Georgetown lost at Navy this season, the first of 15 straight losses to the Midshipmen. Georgetown's next victory over Navy would not take place until 1928.

| Date time, TV | Opponent | Result | Record | Site city, state |
Regular Season
| Sat., Nov. 27, 1909 no, no | Baltimore Medical | W 25–15 | 1-0 | Odd Fellows Hall Washington, DC |
| Fri., Dec. 10, 1909 no, no | at Seton Hall | L 16–21 | 1-1 | N/A South Orange, NJ |
| Sat., Dec. 11, 1909 no, no | at Columbia | L 11–21 | 1-2 | University Heights Gymnasium New York, NY |
| Sun., Dec. 12, 1909 no, no | at New York University | L 16–31 | 1-3 | N/A New York, NY |
| Mon., Dec. 13, 1909 no, no | at St. John's | L 26–41 | 1-4 | N/A New York, NY |
| Tue., Dec. 28, 1909 no, no | at Columbia | cancelled |  | N/A New York, NY |
| Thu., Dec. 30, 1909 no, no | at Yale | cancelled |  | N/A New Haven, CT |
| Fri., Jan. 7, 1910 no, no | at City College of New York | cancelled |  | N/A New York, NY |
| Tue., Jan. 11, 1910 no, no | at Manhattan | cancelled |  | N/A New York, NY |
| Sat., Jan. 22, 1910 no, no | at Navy | L 25–37 | 1-5 | Dahlgren Hall Annapolis, MD |
| Wed., Jan. 26, 1910 no, no | Villanova | cancelled |  | Odd Fellows Hall Washington, DC |
| Thu., Jan. 27, 1910 no, no | Mount St.
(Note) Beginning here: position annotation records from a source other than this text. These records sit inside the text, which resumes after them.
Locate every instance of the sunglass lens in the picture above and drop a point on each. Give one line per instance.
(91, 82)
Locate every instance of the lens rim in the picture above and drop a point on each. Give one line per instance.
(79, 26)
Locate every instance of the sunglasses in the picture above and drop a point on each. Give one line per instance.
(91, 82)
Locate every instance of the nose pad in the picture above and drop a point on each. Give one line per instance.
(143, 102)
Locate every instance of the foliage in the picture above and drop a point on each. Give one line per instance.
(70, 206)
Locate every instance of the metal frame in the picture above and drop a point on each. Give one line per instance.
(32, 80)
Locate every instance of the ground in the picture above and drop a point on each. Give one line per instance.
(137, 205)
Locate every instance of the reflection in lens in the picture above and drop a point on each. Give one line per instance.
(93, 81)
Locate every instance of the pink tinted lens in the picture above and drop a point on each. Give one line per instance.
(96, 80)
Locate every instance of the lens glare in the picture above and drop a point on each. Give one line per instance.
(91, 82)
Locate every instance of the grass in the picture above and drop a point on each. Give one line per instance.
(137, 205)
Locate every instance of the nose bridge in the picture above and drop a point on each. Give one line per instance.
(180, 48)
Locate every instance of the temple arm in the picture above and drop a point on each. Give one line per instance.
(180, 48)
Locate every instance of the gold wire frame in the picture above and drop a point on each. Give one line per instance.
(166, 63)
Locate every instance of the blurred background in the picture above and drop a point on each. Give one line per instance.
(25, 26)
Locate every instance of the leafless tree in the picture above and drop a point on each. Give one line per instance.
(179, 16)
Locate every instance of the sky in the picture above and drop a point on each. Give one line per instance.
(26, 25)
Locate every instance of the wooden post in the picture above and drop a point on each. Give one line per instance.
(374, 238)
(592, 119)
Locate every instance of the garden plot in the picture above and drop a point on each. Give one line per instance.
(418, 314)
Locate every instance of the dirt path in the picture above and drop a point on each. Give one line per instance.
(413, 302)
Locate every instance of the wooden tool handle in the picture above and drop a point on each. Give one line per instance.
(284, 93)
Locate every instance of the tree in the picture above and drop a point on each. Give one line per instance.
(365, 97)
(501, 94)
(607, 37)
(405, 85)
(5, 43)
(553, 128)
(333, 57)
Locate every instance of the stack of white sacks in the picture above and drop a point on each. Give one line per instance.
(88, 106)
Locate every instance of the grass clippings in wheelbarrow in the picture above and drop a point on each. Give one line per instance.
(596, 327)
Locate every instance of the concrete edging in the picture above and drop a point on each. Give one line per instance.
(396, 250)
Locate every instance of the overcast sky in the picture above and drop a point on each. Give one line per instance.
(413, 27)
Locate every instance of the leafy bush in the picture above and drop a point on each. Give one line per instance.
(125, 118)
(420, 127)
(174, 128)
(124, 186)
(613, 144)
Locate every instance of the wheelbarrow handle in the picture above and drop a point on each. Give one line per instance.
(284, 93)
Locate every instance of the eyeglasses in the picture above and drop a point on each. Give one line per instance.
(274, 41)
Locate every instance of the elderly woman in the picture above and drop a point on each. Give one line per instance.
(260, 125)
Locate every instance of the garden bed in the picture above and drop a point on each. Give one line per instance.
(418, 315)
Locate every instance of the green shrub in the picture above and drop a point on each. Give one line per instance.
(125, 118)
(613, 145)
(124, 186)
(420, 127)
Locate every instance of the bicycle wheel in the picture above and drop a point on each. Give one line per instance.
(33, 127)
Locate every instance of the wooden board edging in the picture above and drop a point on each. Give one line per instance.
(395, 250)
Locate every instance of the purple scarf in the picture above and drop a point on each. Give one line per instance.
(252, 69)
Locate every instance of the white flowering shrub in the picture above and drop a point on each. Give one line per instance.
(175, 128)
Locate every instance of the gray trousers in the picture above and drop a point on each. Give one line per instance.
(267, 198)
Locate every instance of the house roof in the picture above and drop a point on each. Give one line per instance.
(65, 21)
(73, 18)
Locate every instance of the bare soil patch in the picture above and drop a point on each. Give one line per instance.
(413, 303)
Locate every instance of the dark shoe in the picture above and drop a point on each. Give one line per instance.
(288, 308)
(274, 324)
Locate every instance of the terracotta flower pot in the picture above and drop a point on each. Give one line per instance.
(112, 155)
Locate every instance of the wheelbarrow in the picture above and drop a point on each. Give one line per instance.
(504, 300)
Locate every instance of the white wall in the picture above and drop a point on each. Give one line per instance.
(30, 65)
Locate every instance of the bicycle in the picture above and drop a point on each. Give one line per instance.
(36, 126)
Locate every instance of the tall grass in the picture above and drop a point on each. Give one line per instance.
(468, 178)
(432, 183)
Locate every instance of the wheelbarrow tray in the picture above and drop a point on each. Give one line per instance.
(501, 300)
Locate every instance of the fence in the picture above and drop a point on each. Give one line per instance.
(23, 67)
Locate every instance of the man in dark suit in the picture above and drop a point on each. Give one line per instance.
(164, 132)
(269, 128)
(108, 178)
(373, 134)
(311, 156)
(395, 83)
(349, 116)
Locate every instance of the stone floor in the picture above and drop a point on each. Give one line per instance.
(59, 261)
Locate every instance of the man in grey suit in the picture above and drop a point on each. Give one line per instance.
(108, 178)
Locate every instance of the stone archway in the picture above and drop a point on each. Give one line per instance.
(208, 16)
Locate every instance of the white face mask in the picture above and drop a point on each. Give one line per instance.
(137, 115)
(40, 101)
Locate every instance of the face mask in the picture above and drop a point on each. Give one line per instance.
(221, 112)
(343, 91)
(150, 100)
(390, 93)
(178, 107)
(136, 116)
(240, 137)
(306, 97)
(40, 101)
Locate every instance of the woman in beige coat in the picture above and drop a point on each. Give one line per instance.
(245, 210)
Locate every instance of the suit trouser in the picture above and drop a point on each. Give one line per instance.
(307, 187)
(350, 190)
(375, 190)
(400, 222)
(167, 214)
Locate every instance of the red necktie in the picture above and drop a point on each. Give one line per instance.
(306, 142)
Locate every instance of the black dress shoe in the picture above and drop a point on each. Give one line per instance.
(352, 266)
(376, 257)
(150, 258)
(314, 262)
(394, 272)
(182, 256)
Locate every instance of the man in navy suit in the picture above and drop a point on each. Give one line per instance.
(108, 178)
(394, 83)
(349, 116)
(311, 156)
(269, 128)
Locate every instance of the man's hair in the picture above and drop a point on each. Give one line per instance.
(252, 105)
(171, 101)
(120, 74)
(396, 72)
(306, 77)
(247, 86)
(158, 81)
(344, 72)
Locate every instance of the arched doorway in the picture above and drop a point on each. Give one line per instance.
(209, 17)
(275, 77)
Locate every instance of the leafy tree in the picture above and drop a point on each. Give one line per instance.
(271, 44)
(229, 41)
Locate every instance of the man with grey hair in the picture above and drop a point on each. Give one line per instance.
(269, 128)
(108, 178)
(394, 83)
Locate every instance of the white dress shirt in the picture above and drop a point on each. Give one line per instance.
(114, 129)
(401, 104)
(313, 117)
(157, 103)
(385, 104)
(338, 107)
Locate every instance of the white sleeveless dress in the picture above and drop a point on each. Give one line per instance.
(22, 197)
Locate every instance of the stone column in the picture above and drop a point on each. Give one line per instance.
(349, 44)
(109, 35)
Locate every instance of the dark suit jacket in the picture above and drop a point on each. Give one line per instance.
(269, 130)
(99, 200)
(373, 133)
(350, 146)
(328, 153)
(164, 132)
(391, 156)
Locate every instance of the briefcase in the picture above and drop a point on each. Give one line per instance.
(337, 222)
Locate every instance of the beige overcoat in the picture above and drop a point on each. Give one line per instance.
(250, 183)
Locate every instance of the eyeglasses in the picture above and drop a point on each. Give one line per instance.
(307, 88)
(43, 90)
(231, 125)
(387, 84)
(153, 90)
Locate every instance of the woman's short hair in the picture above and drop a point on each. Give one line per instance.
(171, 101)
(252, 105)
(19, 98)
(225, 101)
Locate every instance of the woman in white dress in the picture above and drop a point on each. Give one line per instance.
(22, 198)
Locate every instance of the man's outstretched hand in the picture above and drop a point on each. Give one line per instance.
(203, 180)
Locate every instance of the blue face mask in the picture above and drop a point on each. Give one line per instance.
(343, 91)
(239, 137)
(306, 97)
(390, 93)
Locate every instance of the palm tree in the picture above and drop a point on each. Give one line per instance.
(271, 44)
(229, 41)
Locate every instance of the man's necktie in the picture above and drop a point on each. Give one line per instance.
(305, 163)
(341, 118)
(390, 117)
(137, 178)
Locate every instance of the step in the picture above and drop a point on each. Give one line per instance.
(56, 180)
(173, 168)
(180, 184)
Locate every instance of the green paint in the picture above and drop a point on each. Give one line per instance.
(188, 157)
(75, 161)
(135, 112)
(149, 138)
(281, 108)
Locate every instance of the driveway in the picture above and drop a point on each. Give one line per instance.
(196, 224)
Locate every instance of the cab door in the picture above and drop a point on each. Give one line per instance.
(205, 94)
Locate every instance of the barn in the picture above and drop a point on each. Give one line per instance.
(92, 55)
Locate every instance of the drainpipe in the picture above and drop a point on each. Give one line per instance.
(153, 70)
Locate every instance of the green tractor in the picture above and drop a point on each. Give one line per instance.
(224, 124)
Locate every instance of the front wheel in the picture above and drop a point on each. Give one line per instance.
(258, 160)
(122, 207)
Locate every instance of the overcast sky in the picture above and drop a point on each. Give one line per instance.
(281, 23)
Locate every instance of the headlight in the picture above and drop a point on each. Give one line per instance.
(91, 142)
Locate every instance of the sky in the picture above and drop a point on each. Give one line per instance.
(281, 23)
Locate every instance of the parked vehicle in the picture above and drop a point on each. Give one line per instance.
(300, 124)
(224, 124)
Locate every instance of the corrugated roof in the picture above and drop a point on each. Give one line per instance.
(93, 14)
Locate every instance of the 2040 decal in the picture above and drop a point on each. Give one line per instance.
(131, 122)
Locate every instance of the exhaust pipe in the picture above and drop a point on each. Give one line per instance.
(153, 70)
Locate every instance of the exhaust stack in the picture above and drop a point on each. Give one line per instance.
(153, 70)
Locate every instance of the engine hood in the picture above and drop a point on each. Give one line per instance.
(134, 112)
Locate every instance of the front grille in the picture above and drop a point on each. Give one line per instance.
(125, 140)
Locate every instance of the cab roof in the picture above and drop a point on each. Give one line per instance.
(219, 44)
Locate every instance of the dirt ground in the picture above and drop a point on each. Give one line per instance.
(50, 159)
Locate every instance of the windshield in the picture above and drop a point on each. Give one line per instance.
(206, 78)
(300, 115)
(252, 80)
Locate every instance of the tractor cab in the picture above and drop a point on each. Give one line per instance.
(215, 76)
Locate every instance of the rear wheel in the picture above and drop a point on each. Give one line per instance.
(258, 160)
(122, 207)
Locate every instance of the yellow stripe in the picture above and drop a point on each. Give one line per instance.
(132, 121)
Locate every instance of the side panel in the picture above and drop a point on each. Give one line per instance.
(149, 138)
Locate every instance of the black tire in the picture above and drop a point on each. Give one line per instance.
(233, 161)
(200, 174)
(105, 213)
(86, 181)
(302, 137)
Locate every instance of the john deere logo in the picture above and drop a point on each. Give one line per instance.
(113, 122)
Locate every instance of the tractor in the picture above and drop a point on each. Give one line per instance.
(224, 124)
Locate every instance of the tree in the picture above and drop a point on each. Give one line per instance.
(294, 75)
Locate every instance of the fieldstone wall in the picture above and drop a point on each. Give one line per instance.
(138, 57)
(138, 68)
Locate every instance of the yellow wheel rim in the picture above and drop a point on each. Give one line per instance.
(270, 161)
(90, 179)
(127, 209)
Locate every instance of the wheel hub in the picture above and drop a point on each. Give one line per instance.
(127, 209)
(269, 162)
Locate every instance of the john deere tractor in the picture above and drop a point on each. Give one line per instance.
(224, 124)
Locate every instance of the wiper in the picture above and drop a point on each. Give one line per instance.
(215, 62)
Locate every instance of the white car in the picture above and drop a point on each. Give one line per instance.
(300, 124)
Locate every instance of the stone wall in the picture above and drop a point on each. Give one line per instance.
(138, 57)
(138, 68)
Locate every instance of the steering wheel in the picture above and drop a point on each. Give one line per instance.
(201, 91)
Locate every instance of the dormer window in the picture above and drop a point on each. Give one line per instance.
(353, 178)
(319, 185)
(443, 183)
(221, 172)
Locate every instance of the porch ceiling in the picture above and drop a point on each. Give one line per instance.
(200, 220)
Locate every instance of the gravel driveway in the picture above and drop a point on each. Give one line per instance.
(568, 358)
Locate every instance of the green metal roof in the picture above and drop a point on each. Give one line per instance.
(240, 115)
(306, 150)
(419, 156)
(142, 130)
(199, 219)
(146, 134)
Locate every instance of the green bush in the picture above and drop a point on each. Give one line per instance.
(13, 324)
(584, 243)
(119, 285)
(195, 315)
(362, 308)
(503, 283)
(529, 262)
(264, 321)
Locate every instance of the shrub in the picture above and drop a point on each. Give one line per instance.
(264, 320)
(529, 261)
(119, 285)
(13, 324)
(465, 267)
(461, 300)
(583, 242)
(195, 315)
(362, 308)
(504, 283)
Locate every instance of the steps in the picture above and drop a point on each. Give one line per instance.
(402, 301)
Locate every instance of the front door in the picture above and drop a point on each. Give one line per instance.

Mary's | cancelled |  | Odd Fellows Hall Washington, DC |
| Wed., Feb. 2, 1910 no, no | Virginia | W 32–20 | 2-5 | Odd Fellows Hall Washington, DC |
| Fri., Feb. 11, 1910 no, no | Delaware | cancelled |  | Odd Fellows Hall Washington, DC |
| Sat., Feb. 12, 1910 no, no | at Army | L 17–48 | 2-6 | N/A West Point, NY |
| Sat., Feb. 19, 1910 no, no | Washington and Lee | cancelled |  | Odd Fellows Hall Washington, DC |
| Tue., Feb. 22, 1910 no, no | at Delaware | cancelled |  | N/A Newark, DE |
| Thu., Feb. 24, 1910 no, no | at Virginia | L 26–27 | 2-7 | Fayerweather Gymnasium Charlottesville, VA |
| Sat., Feb. 26, 1910 no, no | at Washington YMCA | W 34–19 | 3-7 | YMCA Hall Washington, DC |
| Thu., Mar. 3, 1910 no, no | Baltimore Medical | W 32–17 | 4-7 | Odd Fellows Hall Washington, DC |
| Sat., Mar. 5, 1910 no, no | Washington YMCA | W 19–12 | 5-7 | Odd Fellows Hall Washington, DC |
*Non-conference game. (#) Tournament seedings in parentheses.